試験・検査の基礎|製品信頼性試験・環境試験・認証取得の流れ
製品の品質・安全性・信頼性を保証するための試験・検査の基礎と、市場投入に必要な認証取得の流れを解説します。
信頼性試験の種類
加速寿命試験(ALT):温度・湿度・電圧等をストレス要因として加速し、実際の使用環境より短時間で寿命を推定。
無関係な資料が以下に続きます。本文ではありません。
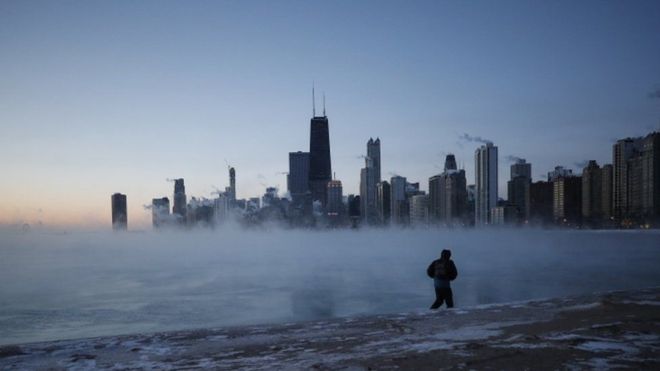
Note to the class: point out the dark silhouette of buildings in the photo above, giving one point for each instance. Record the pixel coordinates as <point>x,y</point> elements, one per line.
<point>592,194</point>
<point>232,186</point>
<point>369,178</point>
<point>540,203</point>
<point>335,207</point>
<point>179,209</point>
<point>119,212</point>
<point>485,159</point>
<point>399,207</point>
<point>298,177</point>
<point>518,189</point>
<point>567,200</point>
<point>448,195</point>
<point>383,202</point>
<point>606,174</point>
<point>636,185</point>
<point>160,212</point>
<point>320,169</point>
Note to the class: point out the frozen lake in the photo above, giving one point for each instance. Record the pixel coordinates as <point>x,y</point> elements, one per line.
<point>82,284</point>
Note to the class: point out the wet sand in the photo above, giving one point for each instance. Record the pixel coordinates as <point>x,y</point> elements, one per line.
<point>608,330</point>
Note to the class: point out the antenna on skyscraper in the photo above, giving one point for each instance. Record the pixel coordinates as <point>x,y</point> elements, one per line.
<point>313,101</point>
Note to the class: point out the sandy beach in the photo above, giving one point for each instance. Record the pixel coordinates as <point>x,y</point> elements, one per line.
<point>606,330</point>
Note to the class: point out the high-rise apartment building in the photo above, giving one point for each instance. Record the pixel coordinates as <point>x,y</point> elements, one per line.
<point>232,185</point>
<point>383,202</point>
<point>567,200</point>
<point>636,180</point>
<point>541,196</point>
<point>447,197</point>
<point>160,212</point>
<point>518,188</point>
<point>592,196</point>
<point>369,178</point>
<point>419,210</point>
<point>607,182</point>
<point>119,212</point>
<point>335,206</point>
<point>485,158</point>
<point>399,210</point>
<point>320,169</point>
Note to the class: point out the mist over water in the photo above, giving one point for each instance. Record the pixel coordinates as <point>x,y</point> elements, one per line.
<point>83,284</point>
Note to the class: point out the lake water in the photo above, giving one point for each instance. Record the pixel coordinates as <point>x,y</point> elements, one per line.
<point>84,284</point>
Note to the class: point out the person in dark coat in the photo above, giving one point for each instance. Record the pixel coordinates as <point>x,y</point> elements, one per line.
<point>443,271</point>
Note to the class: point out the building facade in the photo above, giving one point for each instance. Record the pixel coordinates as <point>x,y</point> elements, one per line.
<point>160,212</point>
<point>119,212</point>
<point>486,182</point>
<point>320,169</point>
<point>518,189</point>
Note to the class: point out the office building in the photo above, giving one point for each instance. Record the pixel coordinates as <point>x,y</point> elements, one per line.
<point>419,210</point>
<point>398,202</point>
<point>607,182</point>
<point>320,169</point>
<point>335,206</point>
<point>448,195</point>
<point>541,203</point>
<point>179,209</point>
<point>518,188</point>
<point>559,171</point>
<point>485,182</point>
<point>383,202</point>
<point>592,197</point>
<point>160,212</point>
<point>119,212</point>
<point>567,200</point>
<point>232,186</point>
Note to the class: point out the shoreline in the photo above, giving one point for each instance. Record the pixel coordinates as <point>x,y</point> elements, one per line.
<point>601,330</point>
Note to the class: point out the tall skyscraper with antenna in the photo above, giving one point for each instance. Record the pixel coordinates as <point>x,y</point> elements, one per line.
<point>320,169</point>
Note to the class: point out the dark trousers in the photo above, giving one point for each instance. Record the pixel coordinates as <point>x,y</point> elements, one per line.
<point>443,294</point>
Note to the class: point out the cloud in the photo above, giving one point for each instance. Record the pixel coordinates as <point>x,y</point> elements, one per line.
<point>465,137</point>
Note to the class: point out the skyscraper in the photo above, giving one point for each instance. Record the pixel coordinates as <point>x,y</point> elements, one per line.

アレニウスモデル・逆べき乗則等で実際の寿命を推算。疲労試験:繰り返し荷重下での疲労破壊限界を把握。S-N曲線(応力-破壊繰り返し数)で設計寿命を確認。耐振動・耐衝撃試験:輸送・使用中の振動・衝撃に対する耐性評価。
環境試験
温湿度試験:高温・低温・温度サイクル・湿度環境での動作確認。IP試験(防塵・防水):IP65(粉塵完全防護・水の直接噴射に耐える)等のIP等級試験。電磁環境試験(EMC):電磁干渉の放射・耐性試験。CE・FCCマーキングに必須。
製品認証の流れ
- 適用規格の特定(市場・製品カテゴリーによる)
- 事前テスト(開発段階での内製試験)
- 認証機関(UL・TÜV・JQA等)への申請
- 本試験・技術文書の審査
- 認証取得・マーキング
まとめ
試験・認証は製品開発の最終ステップではなく、設計初期から計画すべき活動です。規格要求を理解した上で設計することで、認証工数と手戻りを大幅に削減できます。